Grabbing market share
Hospitals are increasingly demanding a focus on value for their device investment, and reprocessing must certainly be part of this conversation. As this happens, room is created in the marketplace for device manufacturers who dare take a more customer-centric approach and thereby capture substantial market share. This approach might include a willingness from an OEM to collaborate with reprocessors early, ensuring that devices can and will be reprocessed. Imagine the scale of innovation possible if a manufacturer invited the reprocessor in to consult and share blueprints at the beginning of a new product development process so that at product launch, the reprocessor was able to rapidly offer the devices in a reprocessed version?
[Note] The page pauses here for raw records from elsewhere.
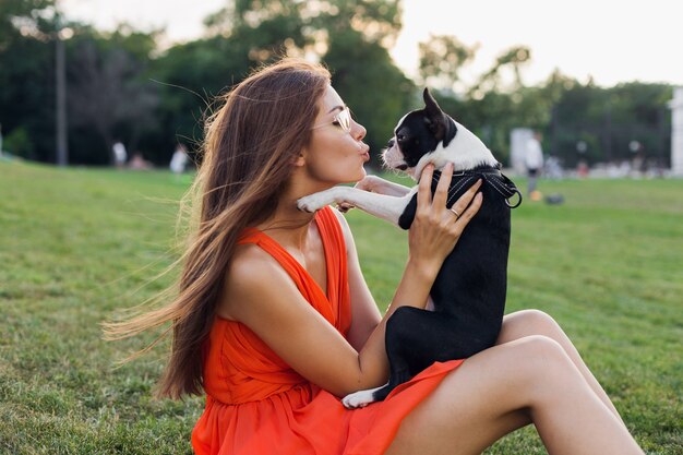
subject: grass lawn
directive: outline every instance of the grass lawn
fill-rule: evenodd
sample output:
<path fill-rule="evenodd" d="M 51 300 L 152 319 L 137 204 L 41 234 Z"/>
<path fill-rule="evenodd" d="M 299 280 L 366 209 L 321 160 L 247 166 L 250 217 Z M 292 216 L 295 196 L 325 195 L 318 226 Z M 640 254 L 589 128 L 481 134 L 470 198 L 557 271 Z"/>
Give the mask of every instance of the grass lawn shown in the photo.
<path fill-rule="evenodd" d="M 172 283 L 149 279 L 176 258 L 189 183 L 163 171 L 0 163 L 0 454 L 191 453 L 203 399 L 153 399 L 164 348 L 113 366 L 154 334 L 106 343 L 99 326 Z M 507 311 L 552 314 L 646 452 L 683 454 L 683 180 L 540 189 L 565 203 L 513 212 Z M 384 307 L 406 234 L 359 211 L 347 217 Z M 536 453 L 532 428 L 487 451 Z"/>

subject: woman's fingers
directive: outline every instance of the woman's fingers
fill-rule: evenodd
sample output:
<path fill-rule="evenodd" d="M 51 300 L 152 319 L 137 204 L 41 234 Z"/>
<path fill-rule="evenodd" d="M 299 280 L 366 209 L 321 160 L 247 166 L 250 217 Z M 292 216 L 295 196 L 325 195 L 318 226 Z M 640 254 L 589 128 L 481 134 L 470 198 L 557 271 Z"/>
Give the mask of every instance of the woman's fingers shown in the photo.
<path fill-rule="evenodd" d="M 427 165 L 422 169 L 420 176 L 420 184 L 418 187 L 418 214 L 429 211 L 432 205 L 432 176 L 434 173 L 434 165 Z"/>
<path fill-rule="evenodd" d="M 472 184 L 469 190 L 465 192 L 451 207 L 451 211 L 456 211 L 459 216 L 455 219 L 453 224 L 453 228 L 455 232 L 463 232 L 465 226 L 467 226 L 477 215 L 479 208 L 481 207 L 481 203 L 483 202 L 483 195 L 478 193 L 477 190 L 481 187 L 481 180 L 477 181 L 477 183 Z"/>
<path fill-rule="evenodd" d="M 453 178 L 453 163 L 447 163 L 441 171 L 439 178 L 439 184 L 436 184 L 436 191 L 434 191 L 434 207 L 445 207 L 446 200 L 448 199 L 448 187 L 451 187 L 451 180 Z"/>
<path fill-rule="evenodd" d="M 458 214 L 460 214 L 460 216 L 463 216 L 463 214 L 465 213 L 465 209 L 472 202 L 472 200 L 475 199 L 475 195 L 477 194 L 477 191 L 479 191 L 480 188 L 481 188 L 481 179 L 477 180 L 475 184 L 469 187 L 469 189 L 465 191 L 465 193 L 463 193 L 463 195 L 458 197 L 457 201 L 455 201 L 455 203 L 451 206 L 451 212 L 455 211 Z"/>

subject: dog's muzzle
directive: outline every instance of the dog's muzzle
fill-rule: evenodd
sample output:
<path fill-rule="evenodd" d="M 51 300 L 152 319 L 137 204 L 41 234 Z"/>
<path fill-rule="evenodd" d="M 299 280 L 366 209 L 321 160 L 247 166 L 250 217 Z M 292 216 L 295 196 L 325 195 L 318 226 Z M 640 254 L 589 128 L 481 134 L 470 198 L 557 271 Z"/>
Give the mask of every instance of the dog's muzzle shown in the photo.
<path fill-rule="evenodd" d="M 392 139 L 387 146 L 388 148 L 382 153 L 382 160 L 384 161 L 384 165 L 390 169 L 408 169 L 408 164 L 404 159 L 403 153 L 398 149 L 396 142 Z"/>

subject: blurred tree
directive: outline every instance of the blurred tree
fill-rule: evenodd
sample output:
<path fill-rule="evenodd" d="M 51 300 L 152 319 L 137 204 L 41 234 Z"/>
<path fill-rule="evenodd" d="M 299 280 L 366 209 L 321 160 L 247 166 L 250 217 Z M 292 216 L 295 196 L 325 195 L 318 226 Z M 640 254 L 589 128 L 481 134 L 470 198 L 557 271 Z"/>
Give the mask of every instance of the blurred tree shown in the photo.
<path fill-rule="evenodd" d="M 148 136 L 147 143 L 165 151 L 166 159 L 176 141 L 192 148 L 201 142 L 201 120 L 216 95 L 254 67 L 308 53 L 331 68 L 335 86 L 379 149 L 412 86 L 382 46 L 395 39 L 399 17 L 400 2 L 388 0 L 232 1 L 206 19 L 205 38 L 175 46 L 153 62 L 152 77 L 161 83 L 160 122 L 170 134 Z"/>
<path fill-rule="evenodd" d="M 121 44 L 128 38 L 141 41 L 141 36 L 135 35 L 84 35 L 72 44 L 70 121 L 74 129 L 94 129 L 100 136 L 99 144 L 75 143 L 72 154 L 76 160 L 113 163 L 111 146 L 117 139 L 134 152 L 142 131 L 154 123 L 158 96 L 155 87 L 141 79 L 144 60 L 136 59 Z M 144 44 L 144 39 L 142 41 Z"/>
<path fill-rule="evenodd" d="M 460 70 L 471 62 L 478 45 L 467 46 L 452 35 L 432 35 L 419 44 L 420 79 L 423 85 L 454 89 L 460 81 Z"/>
<path fill-rule="evenodd" d="M 52 0 L 0 1 L 0 123 L 5 148 L 55 159 Z M 14 149 L 12 149 L 12 148 Z"/>

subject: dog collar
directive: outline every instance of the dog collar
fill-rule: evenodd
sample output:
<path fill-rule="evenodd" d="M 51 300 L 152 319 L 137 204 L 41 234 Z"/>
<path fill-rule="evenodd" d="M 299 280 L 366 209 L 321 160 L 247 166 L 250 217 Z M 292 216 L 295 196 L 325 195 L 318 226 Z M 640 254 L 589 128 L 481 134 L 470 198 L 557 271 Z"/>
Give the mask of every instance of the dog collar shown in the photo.
<path fill-rule="evenodd" d="M 438 182 L 441 177 L 441 171 L 435 170 L 432 175 L 432 180 Z M 459 195 L 464 188 L 469 188 L 477 179 L 482 179 L 490 184 L 498 193 L 505 199 L 505 204 L 510 208 L 517 208 L 522 204 L 522 192 L 517 189 L 515 183 L 507 178 L 503 172 L 493 167 L 480 167 L 471 170 L 459 170 L 453 172 L 453 179 L 451 180 L 451 188 L 448 188 L 448 201 L 446 206 L 451 206 L 451 201 Z M 512 205 L 510 199 L 517 195 L 517 202 Z"/>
In this scenario, the medical device manufacturer, through reprocessing alignment, will be able to offer new and improved technologies at a premium price, while the cost to the hospital is driven down to a reasonable level through reprocessing. How can the technology innovator that only focuses on maximizing per-device profitability compete with that? Given this potential, perhaps it’s time to rethink the idea that OEMs and reprocessors should be at odds in the area of single-use device reprocessing, and instead recognize their joint role in driving innovation.
Lars Thording, PhD, has a background in academia, consulting and industry leadership and has taught at universities in Denmark, Ireland and the United States. He currently serves as the VP, marketing & public affairs, for Innovative Health (Scottsdale, Ariz.), a medical device reprocessing company specializing in electrophysiology and cardiology technology.
The opinions expressed in this blog post are the author’s only and do not necessarily reflect those of MedicalDesignandOutsourcing.com or its employees.